When most animals in the wild multiply to the point where they require more food than is available in their habitat, they eat what they can and then starve in droves. From dinosaurs to present-day deer populations, this basic rule of nature has held fast for nearly every animal species with one notable exception—us. Many anthropologists believe that 10,000 years ago, when the human population reached its natural limit of 10 million people (Imhoff et al., 2000), the agricultural revolution began so that the hunter-gatherers could ensure their survival. Ever since, we humans have been growing in number, precariously and diligently avoiding what seems to be a Malthusian fate by engineering new ways of reviving our soil, changing the flow of the Earth’s water, and even genetically altering our crops.

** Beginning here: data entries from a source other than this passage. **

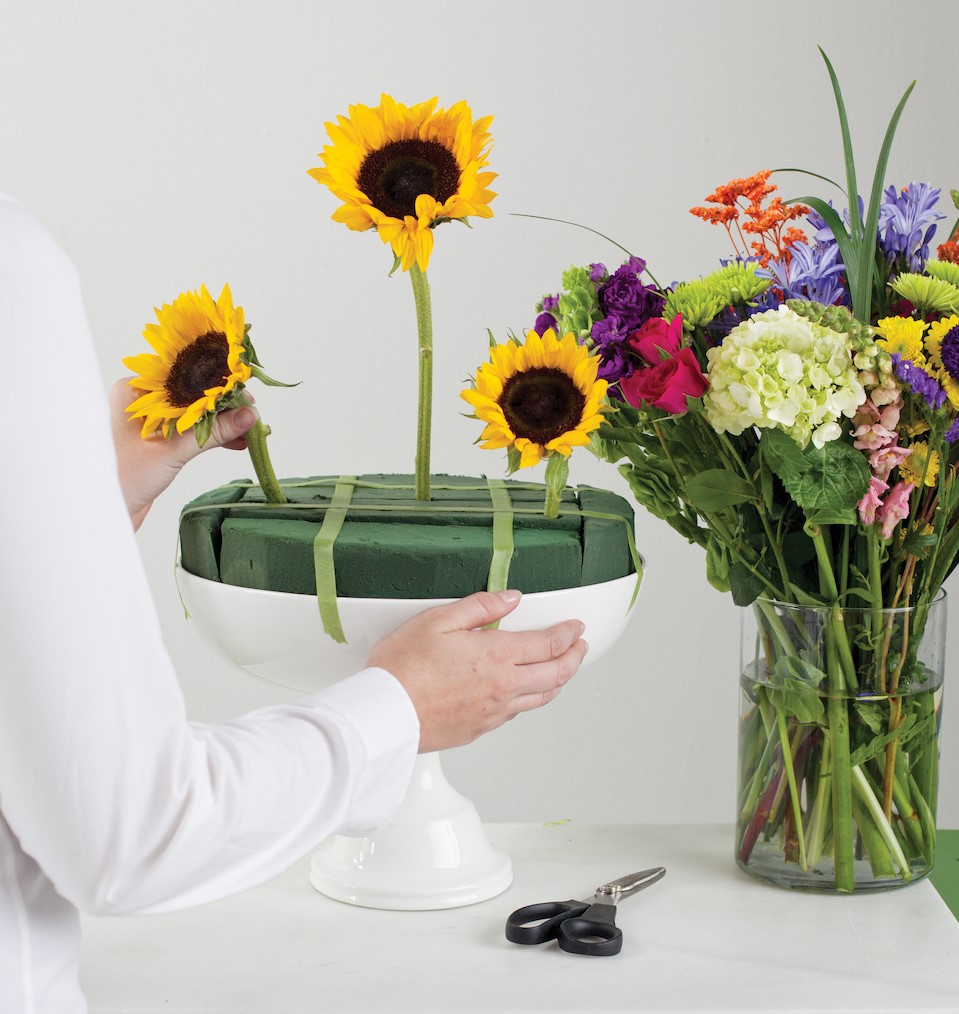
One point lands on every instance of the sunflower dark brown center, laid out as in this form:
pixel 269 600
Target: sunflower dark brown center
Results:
pixel 394 175
pixel 202 365
pixel 541 404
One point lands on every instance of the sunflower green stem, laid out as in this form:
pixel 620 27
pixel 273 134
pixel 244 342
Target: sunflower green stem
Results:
pixel 558 472
pixel 260 455
pixel 421 297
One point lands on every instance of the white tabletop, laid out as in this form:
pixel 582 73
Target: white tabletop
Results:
pixel 705 938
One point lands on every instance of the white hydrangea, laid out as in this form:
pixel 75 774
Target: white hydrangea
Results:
pixel 778 369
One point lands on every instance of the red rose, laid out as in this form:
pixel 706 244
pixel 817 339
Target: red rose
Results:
pixel 667 384
pixel 657 335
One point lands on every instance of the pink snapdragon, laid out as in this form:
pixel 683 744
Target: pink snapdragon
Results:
pixel 872 501
pixel 895 508
pixel 875 426
pixel 884 459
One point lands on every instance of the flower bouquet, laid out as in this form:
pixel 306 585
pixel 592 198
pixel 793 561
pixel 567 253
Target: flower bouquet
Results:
pixel 796 414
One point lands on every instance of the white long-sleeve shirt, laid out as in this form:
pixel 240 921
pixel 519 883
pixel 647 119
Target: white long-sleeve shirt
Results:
pixel 111 800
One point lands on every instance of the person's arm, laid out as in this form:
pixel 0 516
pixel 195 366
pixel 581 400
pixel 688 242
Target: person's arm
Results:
pixel 125 804
pixel 146 467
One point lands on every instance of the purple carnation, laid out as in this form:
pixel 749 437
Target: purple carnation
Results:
pixel 918 381
pixel 949 352
pixel 608 331
pixel 626 297
pixel 907 223
pixel 543 322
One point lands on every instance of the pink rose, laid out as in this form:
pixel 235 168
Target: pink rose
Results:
pixel 667 384
pixel 656 335
pixel 871 502
pixel 895 507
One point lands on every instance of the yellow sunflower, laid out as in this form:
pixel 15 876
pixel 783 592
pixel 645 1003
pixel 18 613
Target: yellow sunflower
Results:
pixel 537 399
pixel 403 169
pixel 202 358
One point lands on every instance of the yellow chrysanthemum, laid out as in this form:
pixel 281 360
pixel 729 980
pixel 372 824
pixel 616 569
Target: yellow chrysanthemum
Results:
pixel 403 169
pixel 938 330
pixel 920 466
pixel 904 336
pixel 200 359
pixel 539 397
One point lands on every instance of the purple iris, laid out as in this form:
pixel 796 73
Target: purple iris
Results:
pixel 949 352
pixel 907 223
pixel 628 298
pixel 918 381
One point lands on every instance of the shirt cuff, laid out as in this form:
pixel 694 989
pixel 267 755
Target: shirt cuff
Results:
pixel 375 705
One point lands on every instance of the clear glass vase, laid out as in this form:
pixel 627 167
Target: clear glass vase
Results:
pixel 838 744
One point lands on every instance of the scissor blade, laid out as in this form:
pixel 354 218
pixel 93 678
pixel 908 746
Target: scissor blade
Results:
pixel 632 883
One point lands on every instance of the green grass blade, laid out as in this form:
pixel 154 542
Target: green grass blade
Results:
pixel 856 221
pixel 862 299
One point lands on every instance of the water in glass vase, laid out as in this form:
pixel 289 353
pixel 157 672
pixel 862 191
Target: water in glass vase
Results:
pixel 853 703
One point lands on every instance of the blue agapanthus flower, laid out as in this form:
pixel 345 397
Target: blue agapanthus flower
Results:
pixel 907 223
pixel 812 273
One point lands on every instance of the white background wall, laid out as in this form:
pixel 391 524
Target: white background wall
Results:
pixel 166 145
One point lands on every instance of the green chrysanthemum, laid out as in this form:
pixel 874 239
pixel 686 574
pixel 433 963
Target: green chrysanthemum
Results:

Now that the number of people on the planet has surpassed the six billion mark, it is more important than ever that we actively protect our natural resources. Yet, many researchers fear we may be doing the exact opposite. As our population continues to swell, our self-made urban and suburban habitats have begun to consume enormous tracts of once rural landscape. What is worse, some researchers believe, a majority of this landscape is prime farmland.

Tracking this phenomenon, however, has always been difficult. Urbanization moves relatively fast and its outlines are often hard to discern. Recently, a group of researchers at Goddard Space Flight Center, led by climatologist and remote sensing specialist Marc Imhoff, came across a solution. Using satellite images of city lights at night, they constructed a map of the urbanized areas of the United States and several other countries. They then integrated this map with a soil map that the United Nations prepared. These NASA researchers found that while the residents of these countries are not going to starve tomorrow, they may indeed be destroying their best soils and putting future generations at risk.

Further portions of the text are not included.